First of all, it doesn’t matter whether you’re operating in a recession or in the most robust economy imaginable. The fact is that if your hotel doesn’t meet guest expectations, if it’s inferior to other, similarly priced properties in your market - well then, you need to upgrade. In fact, if you think you’re being fiscally responsible by not upgrading your hotel’s public spaces and guestrooms right now, you’re mistaken. Failing to renovate could lead to an irreversible decline in guest satisfaction and loyalty—and that scenario, obviously, will destroy your bottom line.
Here’s another piece of advice for hotel owners and operators: It’s crucial that you have in-depth knowledge of your property’s competitive position in the market. You have to take a thoughtful—and brutally honest—look at the quality of your hotel. Ask yourself if the property meets the needs of today’s increasingly demanding guest. How does your hotel compare with nearby (and perhaps much newer) properties? If your hotel isn’t cutting the mustard quality-wise, its future - and yours - is looking very dim.
In short, you can’t afford to defer upgrades because of the poor economy. To put it another way, you can’t afford not to invest in an upgrade, regardless of the economy’s strength (or lack of it). The truth is, your guests don’t care if the economy is in bad shape, as long as your hotel is in good shape - and if it isn’t, they won’t be back.
Now because of the economic downturn and the resultant difficulty in getting a loan, you may be wondering how you could possibly afford to upgrade when business is down and cash flow has been reduced to a trickle. One thing to consider is repositioning your product in the marketplace. Don’t let your ego get in the way - there’s nothing to be ashamed of in repositioning to a “lower” segment, and there are many economy-focused products available. It may be the right decision, one that keeps guest expectations in check while eliminating the need to invest what could be millions of dollars to upgrade in order to meet high expectations. Granted, this is not an easy choice: Your average daily rate will be negatively affected, but it may be your only viable alternative. After all, isn’t it better to reposition to a lower tier than to have your guests dissatisfied because their expectations are not being met? Think about it.
I mentioned earlier that there are two answers to the question, “Is renovation viable in a tough economy, and is it a smart thing to do?”. Here’s the second answer, and it differs from the first in that it relates to hotels that do not need to be upgraded.
In my humble opinion, owners and operators whose properties are in order and competitive in their marketplace should defer major improvements until the economic recovery is well under way. In these tough economic times, I advocate taking a hard look at every line item on your profit-and-loss statement. Put everything out for competitive bid, whether it is to technology vendors, linen companies, insurance firms, f&b suppliers, you name it. All too often, managers get comfortable dealing with one company - but you’d be amazed at the money you can save by inviting competitive bidding for services and products on a regular basis. It’s a great way to increase cash flow without affecting customer service.
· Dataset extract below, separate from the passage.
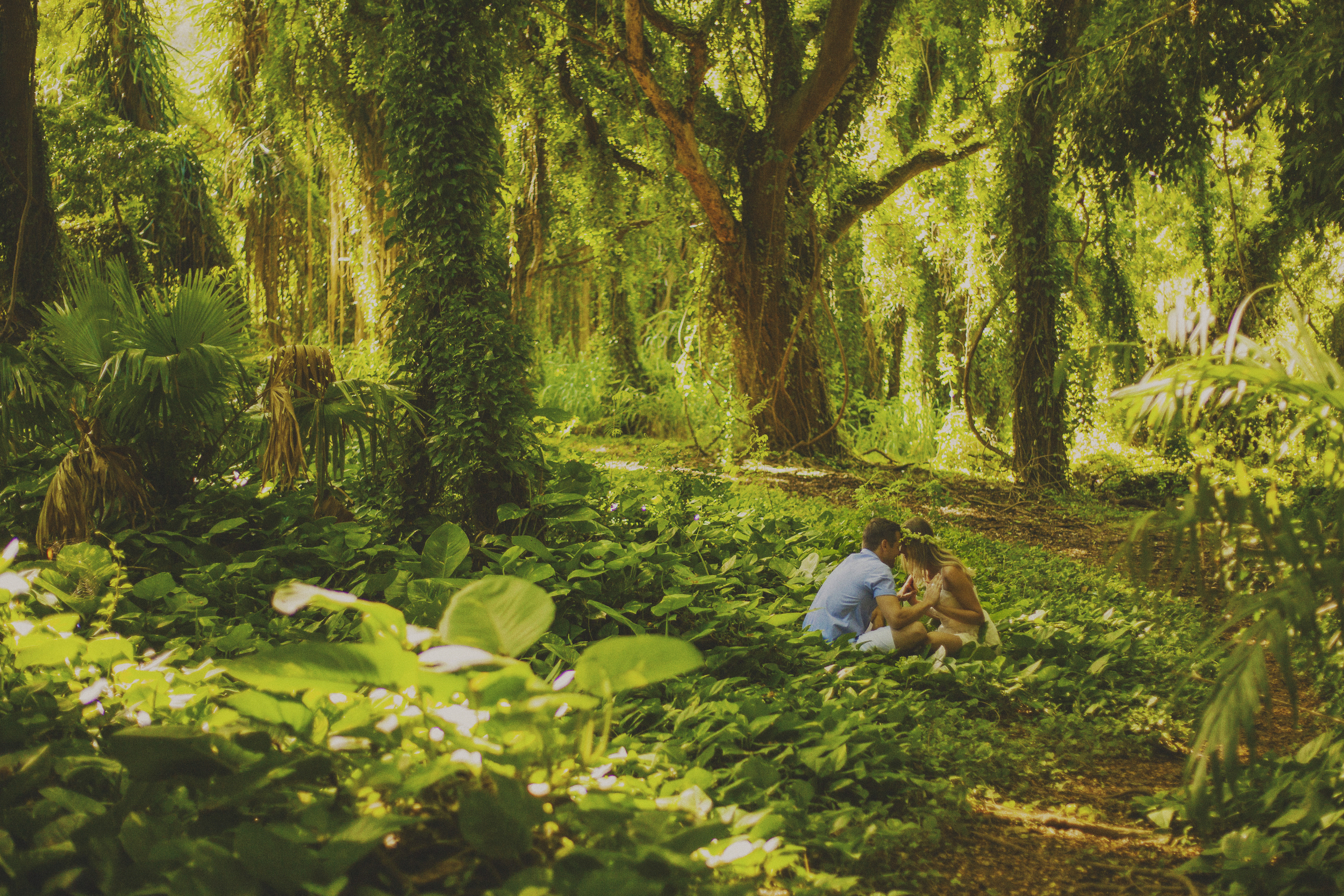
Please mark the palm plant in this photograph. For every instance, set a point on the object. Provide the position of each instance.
(312, 414)
(1277, 564)
(144, 378)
I believe most of the major franchise companies have, to a degree (and some more than others), backed off from mandating expensive upgrades until the economy is on a strong upswing. Franchisors are realizing that in today’s economic environment, such a mandate is onerous simply because their franchisees simply can’t afford, or perhaps don’t need, certain upgrades. I applaud this mandate-backoff by the franchise giants—it makes good business sense. However, this backoff policy should be rescinded once it is obvious that the recovery is a sure thing.
It’s hard to crystal-ball such a thing, but now that things may be looking better on Wall Street - if not on Main Street - perhaps it is time to at least begin thinking about upgrades and renovations. The earlier they can be done, the sooner owners and operators will be able to reap the benefit of higher levels of customer satisfaction, repeat business and renewed customer loyalty.
Here’s a final word of advice: Regardless of what category your hotel falls into - whether you need an immediate upgrade or not, whether you need to reposition or don’t need to - the very last items you should scrimp on are employee training and customer-service focus. Those efforts should remain firm and steady regardless of the economic climate. Invest in your employees. Treat them like business partners. Create a culture within your company, your group or your hotel that emphasizes training so that your employees—your business partners—are confident in their abilities and empowered to respond to any issue a guest might have. Do this and it will pay off big for you, your guests, your staff and your bottom line—no matter how up or down the economy happens to be.